Mark Jarzombek

Professor

Mark Jarzombek, Professor of the History and Theory of Architecture
Diplom Architekt. ETH: 1980, Ph.D. MIT: 1986

Jarzombek works on a wide range of topics – both historical and theoretical. He is one of the country’s leading advocates for global history and has published several books and articles on that topic, including the ground-breaking textbook entitled A Global History of Architecture (Wiley Press, 2006) with co-author Vikramāditya Prakash and with the noted illustrator Francis D.K. Ching. He is the sole author of Architecture of First Societies: A Global Perspective (Wiley Press, 2013), which is a sensitive synthesis of first society architecture through time and includes custom-made drawings, maps and photographs. The book builds on the latest research in archeological and anthropological knowledge while at the same time challenging some of their received perspectives. 
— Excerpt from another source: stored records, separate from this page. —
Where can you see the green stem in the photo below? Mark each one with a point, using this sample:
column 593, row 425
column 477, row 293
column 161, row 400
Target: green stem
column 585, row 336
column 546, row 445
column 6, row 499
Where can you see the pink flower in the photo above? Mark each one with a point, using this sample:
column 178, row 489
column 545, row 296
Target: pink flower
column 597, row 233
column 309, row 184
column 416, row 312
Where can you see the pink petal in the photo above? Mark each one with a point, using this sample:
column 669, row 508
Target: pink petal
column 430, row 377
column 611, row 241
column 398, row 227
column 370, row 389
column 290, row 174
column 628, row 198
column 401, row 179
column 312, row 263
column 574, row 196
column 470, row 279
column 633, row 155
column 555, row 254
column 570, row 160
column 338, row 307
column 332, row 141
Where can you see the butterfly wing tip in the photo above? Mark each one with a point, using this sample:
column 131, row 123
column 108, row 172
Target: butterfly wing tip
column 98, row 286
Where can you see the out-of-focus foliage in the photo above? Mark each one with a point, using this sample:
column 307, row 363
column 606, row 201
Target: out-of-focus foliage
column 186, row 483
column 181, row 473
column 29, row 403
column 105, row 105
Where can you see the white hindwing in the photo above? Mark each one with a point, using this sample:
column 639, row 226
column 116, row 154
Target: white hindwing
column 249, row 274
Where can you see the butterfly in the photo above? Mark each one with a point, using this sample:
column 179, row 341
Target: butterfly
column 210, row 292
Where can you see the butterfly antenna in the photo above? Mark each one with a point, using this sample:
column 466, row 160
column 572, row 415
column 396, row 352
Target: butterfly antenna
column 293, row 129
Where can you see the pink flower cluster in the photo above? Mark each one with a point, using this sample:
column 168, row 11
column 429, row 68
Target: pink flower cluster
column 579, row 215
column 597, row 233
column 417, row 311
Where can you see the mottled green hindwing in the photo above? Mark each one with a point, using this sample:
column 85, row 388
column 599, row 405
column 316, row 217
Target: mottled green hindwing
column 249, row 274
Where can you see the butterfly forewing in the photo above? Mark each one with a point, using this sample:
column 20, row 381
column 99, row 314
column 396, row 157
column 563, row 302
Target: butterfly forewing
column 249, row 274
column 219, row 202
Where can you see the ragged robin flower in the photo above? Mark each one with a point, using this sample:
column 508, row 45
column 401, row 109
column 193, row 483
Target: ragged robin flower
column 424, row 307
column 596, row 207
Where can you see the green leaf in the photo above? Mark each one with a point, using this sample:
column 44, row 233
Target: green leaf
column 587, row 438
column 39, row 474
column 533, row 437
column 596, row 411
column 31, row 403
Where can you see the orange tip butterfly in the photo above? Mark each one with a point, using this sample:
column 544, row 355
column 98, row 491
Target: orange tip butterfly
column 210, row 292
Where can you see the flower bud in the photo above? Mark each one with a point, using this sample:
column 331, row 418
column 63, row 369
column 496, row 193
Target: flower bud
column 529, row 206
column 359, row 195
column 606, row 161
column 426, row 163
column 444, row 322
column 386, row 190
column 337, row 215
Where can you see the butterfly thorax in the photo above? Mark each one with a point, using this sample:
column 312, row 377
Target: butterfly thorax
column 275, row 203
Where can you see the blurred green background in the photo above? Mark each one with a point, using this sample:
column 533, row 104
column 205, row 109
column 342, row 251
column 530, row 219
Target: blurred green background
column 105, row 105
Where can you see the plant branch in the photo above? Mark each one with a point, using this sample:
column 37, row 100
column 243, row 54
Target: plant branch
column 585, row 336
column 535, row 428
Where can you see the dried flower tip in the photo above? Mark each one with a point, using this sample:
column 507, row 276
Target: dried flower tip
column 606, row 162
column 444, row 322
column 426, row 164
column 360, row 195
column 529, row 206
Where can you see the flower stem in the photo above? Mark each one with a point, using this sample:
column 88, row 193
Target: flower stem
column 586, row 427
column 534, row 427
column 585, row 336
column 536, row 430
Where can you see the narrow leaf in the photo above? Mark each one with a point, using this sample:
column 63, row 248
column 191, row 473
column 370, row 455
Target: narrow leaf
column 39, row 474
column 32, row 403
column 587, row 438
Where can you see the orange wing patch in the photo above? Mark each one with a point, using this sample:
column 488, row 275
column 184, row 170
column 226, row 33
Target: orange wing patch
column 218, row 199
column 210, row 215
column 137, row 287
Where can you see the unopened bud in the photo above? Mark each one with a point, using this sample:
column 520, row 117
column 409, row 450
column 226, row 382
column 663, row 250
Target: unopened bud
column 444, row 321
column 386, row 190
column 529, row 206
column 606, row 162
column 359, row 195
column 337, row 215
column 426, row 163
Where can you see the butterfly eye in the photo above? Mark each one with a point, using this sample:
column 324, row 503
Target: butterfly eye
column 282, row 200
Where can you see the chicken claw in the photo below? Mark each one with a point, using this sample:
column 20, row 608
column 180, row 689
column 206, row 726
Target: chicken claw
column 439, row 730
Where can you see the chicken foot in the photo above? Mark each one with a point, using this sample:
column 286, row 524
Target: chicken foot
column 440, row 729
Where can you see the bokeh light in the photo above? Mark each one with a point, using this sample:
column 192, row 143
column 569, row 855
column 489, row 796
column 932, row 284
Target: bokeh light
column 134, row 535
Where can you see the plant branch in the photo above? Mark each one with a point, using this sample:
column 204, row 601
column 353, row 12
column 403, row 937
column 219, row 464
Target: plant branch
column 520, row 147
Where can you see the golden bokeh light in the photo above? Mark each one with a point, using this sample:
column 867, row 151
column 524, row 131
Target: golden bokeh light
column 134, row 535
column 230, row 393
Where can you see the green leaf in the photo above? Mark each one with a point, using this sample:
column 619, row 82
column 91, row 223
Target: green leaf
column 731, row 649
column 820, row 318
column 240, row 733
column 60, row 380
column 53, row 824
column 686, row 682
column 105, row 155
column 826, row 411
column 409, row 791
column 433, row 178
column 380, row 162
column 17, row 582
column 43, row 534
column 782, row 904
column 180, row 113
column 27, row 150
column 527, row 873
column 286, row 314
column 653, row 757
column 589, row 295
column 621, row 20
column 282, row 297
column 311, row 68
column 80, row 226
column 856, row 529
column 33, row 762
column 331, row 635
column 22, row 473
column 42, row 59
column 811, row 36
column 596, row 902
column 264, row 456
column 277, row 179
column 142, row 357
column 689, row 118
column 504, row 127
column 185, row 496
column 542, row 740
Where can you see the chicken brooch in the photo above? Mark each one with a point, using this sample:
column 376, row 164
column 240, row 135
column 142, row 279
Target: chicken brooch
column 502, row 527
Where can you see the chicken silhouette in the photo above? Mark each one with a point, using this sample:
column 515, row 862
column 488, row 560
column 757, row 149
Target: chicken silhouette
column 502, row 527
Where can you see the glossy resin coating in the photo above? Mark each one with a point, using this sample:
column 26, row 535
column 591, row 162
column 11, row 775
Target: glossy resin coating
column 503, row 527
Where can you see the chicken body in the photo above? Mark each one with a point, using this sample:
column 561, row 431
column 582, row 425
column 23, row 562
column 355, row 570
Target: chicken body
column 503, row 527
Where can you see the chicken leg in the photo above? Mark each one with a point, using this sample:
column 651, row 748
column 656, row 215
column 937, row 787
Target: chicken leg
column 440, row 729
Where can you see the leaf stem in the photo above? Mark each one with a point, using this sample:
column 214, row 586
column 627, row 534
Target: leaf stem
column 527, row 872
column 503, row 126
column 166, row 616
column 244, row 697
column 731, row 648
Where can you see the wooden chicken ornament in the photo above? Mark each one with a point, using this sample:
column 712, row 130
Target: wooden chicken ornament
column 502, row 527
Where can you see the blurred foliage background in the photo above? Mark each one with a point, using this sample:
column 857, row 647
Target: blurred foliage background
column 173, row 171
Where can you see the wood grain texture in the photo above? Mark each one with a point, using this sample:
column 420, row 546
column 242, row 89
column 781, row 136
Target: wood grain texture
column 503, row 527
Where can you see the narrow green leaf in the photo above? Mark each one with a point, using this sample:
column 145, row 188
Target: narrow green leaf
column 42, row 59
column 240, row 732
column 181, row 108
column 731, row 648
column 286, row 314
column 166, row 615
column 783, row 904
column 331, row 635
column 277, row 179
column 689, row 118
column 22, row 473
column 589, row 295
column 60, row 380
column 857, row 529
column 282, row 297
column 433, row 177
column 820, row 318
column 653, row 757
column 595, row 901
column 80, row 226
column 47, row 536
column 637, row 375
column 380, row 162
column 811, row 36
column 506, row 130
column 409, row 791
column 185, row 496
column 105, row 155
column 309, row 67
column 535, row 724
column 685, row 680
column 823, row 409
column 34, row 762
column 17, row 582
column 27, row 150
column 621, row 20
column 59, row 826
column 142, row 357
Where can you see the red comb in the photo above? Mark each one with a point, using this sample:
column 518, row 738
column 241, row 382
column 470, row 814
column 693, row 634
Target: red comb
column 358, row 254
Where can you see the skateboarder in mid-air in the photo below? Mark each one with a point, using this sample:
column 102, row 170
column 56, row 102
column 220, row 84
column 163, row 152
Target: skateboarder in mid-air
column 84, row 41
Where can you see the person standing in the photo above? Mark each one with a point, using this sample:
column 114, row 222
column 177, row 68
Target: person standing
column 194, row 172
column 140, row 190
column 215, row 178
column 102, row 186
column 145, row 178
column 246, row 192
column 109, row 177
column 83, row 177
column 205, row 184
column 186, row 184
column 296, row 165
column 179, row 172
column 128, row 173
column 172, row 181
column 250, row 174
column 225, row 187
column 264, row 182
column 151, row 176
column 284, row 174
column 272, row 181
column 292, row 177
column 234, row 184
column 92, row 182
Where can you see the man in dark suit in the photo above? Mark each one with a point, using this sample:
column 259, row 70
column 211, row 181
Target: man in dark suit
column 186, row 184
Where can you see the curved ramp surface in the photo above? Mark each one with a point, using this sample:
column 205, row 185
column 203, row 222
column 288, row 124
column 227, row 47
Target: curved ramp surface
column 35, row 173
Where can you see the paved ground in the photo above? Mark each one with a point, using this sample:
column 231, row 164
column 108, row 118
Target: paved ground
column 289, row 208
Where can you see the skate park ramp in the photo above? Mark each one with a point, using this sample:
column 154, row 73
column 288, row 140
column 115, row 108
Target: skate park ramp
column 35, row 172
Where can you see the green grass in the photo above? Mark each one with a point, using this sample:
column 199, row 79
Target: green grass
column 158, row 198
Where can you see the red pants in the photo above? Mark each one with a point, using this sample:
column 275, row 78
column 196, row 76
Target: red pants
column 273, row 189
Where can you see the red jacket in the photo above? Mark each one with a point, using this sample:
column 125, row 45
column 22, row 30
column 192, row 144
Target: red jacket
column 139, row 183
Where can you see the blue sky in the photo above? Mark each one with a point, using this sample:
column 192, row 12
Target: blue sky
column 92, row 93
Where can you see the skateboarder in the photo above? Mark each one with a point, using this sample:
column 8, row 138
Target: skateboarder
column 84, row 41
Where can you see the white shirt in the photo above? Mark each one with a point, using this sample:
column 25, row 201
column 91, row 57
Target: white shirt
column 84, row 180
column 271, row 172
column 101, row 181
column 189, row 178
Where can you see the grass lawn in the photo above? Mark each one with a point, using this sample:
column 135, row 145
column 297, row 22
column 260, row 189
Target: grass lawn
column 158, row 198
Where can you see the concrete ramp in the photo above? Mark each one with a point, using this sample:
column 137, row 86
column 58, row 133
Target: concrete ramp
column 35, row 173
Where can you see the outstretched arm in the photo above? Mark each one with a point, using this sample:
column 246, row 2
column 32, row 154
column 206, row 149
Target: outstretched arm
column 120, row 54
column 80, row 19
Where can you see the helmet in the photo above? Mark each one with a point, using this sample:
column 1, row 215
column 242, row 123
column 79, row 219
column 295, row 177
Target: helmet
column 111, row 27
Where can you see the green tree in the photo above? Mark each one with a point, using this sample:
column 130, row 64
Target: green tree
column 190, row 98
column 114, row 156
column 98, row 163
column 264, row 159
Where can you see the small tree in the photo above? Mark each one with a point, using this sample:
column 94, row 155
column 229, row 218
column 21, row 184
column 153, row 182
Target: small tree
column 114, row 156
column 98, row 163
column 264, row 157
Jarzombek also recently published a book that interrogates the digital/global imaginaries that shape our lives. A chapter from that book is available online. Digital Stockholm Syndrome in the Post-Ontological Age (University of Minnesota Press, 2016).

Jarzombek’s ground-breaking work on global architecture history was highlighted by a 2.5 million dollar grant from the Andrew W. Mellon Foundation that Jarzombek received with co-PI, Vikramāditya Prakash (University of Washington, Seattle), to create a new scholarly entity called Global Architecture History Teaching Collaborative (GAHTC). Promoting the development and exchange of teaching materials for architectural history education across the globe, the collaborative provides awards to members and their teams to develop new lecture material from global perspectives.

Through EdX, Jarzombek taught the first ever MOOC (mass open online course) on the history of architecture with thousands of participants, world-wide. It is based on the undergraduate course that he teaches 4.605:  A Global History of Architecture.

Jarzombek's and Prakash's other joint venture is OUR: Office of (Un)certainty Research, which is dedicated to challenging architecture's epistemological and design capacities to bring the conversation back into a world of immersive ambiguities. Architecture (Un)certainty Lab [A(U)L],  is the research wing of O(U)R. 

Urban destruction in the modern era is another focus of Jarzombek's work. His Urban Heterology: Dresden and the Dialectics of Post-Traumatic Historytakes on the issue of how erasure and rebuilding in Dresden force us to rethink the conventions of urban history. The issue is also at the core of the book about Krzysztof Wodiczko, City of Refuge: A 9/11 Memorial, which Jarzombek edited with Mechtild Widrich. He is currently working on a book called Architecture Modernity Enlightenment that reassesses contemporary architecture from the perspective of Enlightenment philosophers. His most recent book is Digital Stockholm Syndrome in the Post-Ontological Age.

He was a CASVA fellow (1985), Post-doctoral Resident Fellow at the J. Paul Getty Center for the History of Humanities and Art, Santa Monica, California (1986), a fellow at the Institute for Advanced Study, Princeton, NJ (1993), at the Canadian Center for Architecture (2001) and at the Sterling and Francine Clark Art Institute (2005). He serves on the board of several journals and academic institutions including the SSRC and the Buell Foundation, and was a member of the 2011 Deutsche Forschungsgemeinschaft (DFG, German Research Foundation) "Excellence Initiative."

Jarzombek has organized several major international conferences on topics such as Holocaust Memorials, Architecture and Cultural Studies, and East European Architecture. He was the founding faculty editor of Thresholds, an annual peer-reviewed journal produced by the Department of Architecture. The content of which features leading scholars and practitioners from the fields of architecture, art, and cultural studies.

1986 Doctoral Dissertation: Leon Baptista Alberti: The Rhetoric of Cultural Criticism, revised and published as On Leon Battista Alberti: His Literary and Aesthetic Theories.